Only 123 of the defendants were in court. The rest were either released, out on bail or on the run.
"When the trial starts on Saturday and it is just a procedural hearing, and the judge doesn't listen to any lawyers or witnesses and doesn't even call the defendants, you are before a group of thugs and not the judiciary," Walid, a relative of one of the defendants, said by phone.
It was not possible to confirm his account of the proceedings independently.
The government has declared the Brotherhood a "terrorist" group. The organization says it is committed to peaceful activism.
Analysts say some of its members could turn violent if the state keeps up pressure on the movement, which won the vast majority of elections since an army-backed popular uprising toppled autocrat Hosni Mubarak in 2011.

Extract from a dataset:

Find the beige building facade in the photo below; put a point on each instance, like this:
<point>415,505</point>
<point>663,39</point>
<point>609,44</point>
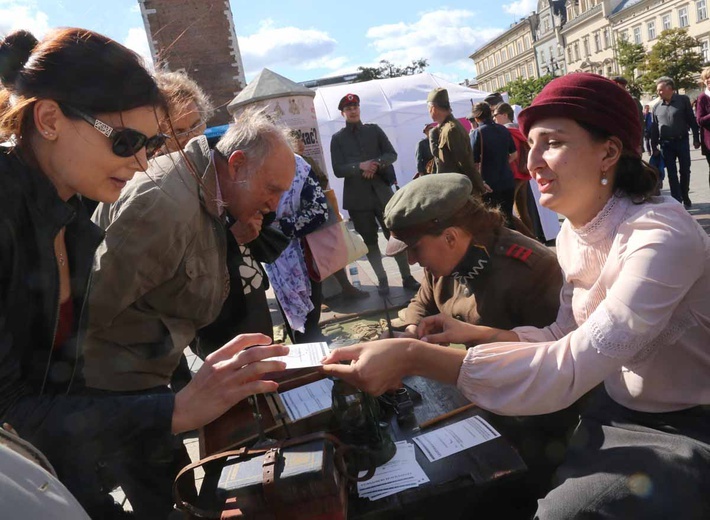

Egyptian authorities make no distinction between the Brotherhood and hardcore militant groups based in the Sinai peninsula who pose a major security challenge to the state despite army offensives against their fighters.
Morsi and other top Brotherhood leaders, who are on trial on a range of charges, accuse the military of staging a coup and undermining democracy.
The army says it was acting on behalf of the Egyptian people, who took to the streets in their millions to call for Morsi's resignation.